В Бирмингем он приехал вскоре после выпуска и устроился программным директором небольшого элитарного кинотеатра, который вскоре после его приезда обанкротился — прямо посреди месячника фильмов Джона Кассаветиса. Грэм записался на пособие для безработных и несколько месяцев не занимался вообще ничем, но потом один из новых соседей по квартире решил жениться и попросил Грэма снять свадьбу на видео. Результат сочли настолько профессиональным, что Грэм решил воспользоваться одной из „предпринимательских ссуд“ миссис Тэтчер и войти в мир бизнеса. Сначала он ограничивался свадьбами, затем расширил сферу действий и принялся снимать рекламные ролики для местных компаний. Не совсем так он представлял свою роль подрывного визионера, но деньги были приличные, а совесть он врачевал тем, что бесплатно работал на лейбористскую партию и различные кооперативы, союзы и женские инициативные группы в том районе. Все вечера он просиживал над номерами „Скрин“, „Трибьюн“, „Сайт-энд-Саунд“ и „Морнинг стар“ и мечтал о документальном фильме, который когда-нибудь снимет: полнометражный шедевр, где использует все умопомрачительные возможности кинематографа и призовет всемирный заговор капиталистов к безжалостному, неопровержимому ответу. В частности, мечтал он снять фильм о рынке вооружений — в нем объединятся политика Кена Лоуча или Фредерика Уайзмена[100] и скандальность сюжета и соблазнительная блистательность фильма про Джеймса Бонда.

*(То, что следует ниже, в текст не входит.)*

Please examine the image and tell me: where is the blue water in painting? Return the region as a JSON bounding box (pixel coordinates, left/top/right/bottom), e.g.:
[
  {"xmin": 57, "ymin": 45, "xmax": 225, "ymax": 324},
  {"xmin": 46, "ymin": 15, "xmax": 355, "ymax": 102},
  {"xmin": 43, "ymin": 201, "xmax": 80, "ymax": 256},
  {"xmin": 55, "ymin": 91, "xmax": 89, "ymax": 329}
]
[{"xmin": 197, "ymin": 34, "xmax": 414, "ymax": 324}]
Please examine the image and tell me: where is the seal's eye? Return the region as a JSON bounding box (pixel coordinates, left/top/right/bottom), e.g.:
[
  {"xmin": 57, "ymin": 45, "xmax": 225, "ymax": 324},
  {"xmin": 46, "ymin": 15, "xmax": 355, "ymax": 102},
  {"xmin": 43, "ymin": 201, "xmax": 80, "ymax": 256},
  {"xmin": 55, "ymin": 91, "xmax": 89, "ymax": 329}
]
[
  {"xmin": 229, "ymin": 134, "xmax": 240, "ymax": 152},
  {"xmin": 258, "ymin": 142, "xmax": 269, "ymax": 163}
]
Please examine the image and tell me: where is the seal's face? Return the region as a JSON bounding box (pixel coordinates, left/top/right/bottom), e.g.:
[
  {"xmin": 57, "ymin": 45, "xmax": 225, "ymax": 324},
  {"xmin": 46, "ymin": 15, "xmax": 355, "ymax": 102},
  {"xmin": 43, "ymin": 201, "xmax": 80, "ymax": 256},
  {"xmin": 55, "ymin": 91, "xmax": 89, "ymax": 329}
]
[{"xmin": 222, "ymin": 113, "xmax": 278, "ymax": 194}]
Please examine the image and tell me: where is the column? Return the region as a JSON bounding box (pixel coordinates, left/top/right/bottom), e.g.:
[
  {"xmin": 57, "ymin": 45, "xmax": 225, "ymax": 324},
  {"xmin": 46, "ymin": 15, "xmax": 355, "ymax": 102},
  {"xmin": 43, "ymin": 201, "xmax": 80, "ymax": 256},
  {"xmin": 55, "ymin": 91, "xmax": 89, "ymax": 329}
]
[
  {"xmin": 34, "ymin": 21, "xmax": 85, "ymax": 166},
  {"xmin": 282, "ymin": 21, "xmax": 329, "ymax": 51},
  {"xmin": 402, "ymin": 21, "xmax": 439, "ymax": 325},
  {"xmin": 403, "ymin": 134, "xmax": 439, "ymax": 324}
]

Казалось, в ближайшее время мечте сбыться не суждено; однако началось все раньше, чем он воображал, причем появилось, откуда не ждали. В „Пакард-Промо“ — как теперь называла себя компания, состоявшая из одного человека, — весной 1986 года обратились „Мидландские железные изделия“. Более солидных контрактов Грэму прежде никогда не предлагали: фирме хотелось получить получасовой видеофильм обо всех этапах их производственного процесса. Бюджет был сравнительно велик, снимать следовало на пленку с высоким разрешением и стереозвуком. Грэм не отступал от полученных инструкций ни на шаг, и когда представил рабочую копию директорам, те приняли ее с немалым воодушевлением. За просмотром последовала оживленная дискуссия: его безжалостно выспрашивали, что он думает об упаковке и дистрибуции конечного продукта, и Грэму стало быстро понятно, что он столкнулся с новичками, на которых его банальные предложения производят какое-то чрезмерное впечатление. На следующий день управляющий директор мистер Райли пригласил его к себе в кабинет и предложил возглавить отдел маркетинга. Грэм не имел никакого намерения переселяться в этот район и предложение вежливо отклонил.